当然のことながら、両隣のお宅も、もと長屋。向こう三軒は長屋だったのかよくわからないけれど、こちら側と同じく職人さんの家が並んでいる。
何が不思議って、この一角の住人さんたちが、なぜか夕方ごろになると、家の前に出てきて意味もなく立っていること。
いや何か意味はあるのかもしれない。道に面して並べた植木鉢の植物に水やりするとか、家の前の道路を掃除するとか、何か用はあるのかもしれない。でもやっぱりどう見てもただ立ってる。家の前にただじっと立ってる。そして、通りを見ている。誰か知り合いが通りかかると、立ち話をしている。とにかく、何かっていうと、家の前に出てきて立ってる。そして、高確率で、知り合いが通りかかる。他愛もない世間話が聞こえてくる。

夕方ごろには、だいたい家の前の通りにはなんとなく誰かがいる。ウチの子どもたちが出て行くと、「ぼうや、クルマが来ると危ないよ」なんて、誰かに構われている。

なんで、ただ家の前に立ってるのかなぁ。なにか、決まりごとのように、夕方になると家の前に出てくる。夕涼みという時期でもないけれど、なんでかなぁ。確かに、夕方になるといい風が吹くけれどね、夕日がきれいに通りを照らすけれどね。

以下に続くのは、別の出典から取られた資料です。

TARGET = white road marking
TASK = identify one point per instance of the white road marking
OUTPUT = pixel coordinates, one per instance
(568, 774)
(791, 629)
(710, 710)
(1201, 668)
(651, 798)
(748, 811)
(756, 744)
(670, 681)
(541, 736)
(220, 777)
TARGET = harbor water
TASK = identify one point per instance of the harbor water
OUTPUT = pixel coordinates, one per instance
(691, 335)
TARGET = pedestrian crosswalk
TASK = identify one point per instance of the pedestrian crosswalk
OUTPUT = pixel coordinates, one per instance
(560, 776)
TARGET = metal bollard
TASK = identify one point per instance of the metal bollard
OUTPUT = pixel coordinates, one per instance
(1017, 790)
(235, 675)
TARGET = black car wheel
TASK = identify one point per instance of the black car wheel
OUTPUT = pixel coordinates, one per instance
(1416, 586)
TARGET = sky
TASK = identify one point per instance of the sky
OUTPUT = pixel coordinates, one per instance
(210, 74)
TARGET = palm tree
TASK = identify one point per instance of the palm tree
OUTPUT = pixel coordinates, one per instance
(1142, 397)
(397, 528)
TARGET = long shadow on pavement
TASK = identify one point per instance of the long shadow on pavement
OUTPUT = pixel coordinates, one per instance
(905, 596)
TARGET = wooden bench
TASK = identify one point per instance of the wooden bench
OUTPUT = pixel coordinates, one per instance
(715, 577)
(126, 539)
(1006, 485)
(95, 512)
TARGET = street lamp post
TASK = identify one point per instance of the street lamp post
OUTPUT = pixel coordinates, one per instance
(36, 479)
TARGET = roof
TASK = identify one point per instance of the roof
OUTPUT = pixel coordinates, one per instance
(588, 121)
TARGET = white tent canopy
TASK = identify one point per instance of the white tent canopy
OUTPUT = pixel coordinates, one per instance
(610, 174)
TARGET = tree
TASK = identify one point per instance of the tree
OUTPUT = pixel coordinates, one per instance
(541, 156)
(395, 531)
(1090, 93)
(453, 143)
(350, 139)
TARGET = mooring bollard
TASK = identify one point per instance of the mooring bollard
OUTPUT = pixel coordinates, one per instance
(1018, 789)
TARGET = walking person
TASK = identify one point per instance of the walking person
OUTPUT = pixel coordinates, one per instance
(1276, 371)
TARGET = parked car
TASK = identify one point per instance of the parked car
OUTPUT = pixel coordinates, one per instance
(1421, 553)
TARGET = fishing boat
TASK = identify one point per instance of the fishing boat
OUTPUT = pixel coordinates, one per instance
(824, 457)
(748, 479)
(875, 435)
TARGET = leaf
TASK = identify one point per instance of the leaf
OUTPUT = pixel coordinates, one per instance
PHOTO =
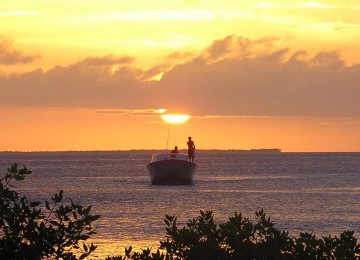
(47, 205)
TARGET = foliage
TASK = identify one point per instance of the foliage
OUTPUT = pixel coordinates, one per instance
(28, 231)
(55, 231)
(239, 238)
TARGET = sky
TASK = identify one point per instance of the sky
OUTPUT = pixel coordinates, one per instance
(92, 75)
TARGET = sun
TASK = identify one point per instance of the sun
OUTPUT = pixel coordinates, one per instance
(175, 118)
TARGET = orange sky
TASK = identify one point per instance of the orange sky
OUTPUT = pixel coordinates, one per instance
(91, 75)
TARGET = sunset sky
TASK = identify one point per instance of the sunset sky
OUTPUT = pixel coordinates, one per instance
(91, 75)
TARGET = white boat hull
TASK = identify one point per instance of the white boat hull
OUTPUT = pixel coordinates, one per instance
(171, 172)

でも、そういえば、そういう光景って、遠い記憶のどこかにあったような気がする。夕方になると表に出てきて、他愛ない世間話とかして。そういう習慣て、少し前の日本のどこにでもあったような気がする。でも、あまりに遠い記憶すぎて、かあちゃんには、その理由とかよくわからない。
夕方になると、お参りに行く。夕方になると、お線香をあげる。

「なんかまいたの?」。
早速、玄関先に置いた植木鉢を見て、お向かいさんが言う。
「ア、アサガオを...」。
「上まで伸びていきそうじゃない? ウチもさ、毎年あそこに植えてるのよ」。
そう、お向かいさんの家の壁には、緑色のネットが。

太郎鯉とかはためかせて、それでなくてもケッタイな家なのに、道行く人がいちいち家を見ていくのに、もしこれで緑のカーテンができちゃったら、一層ケッタイかと。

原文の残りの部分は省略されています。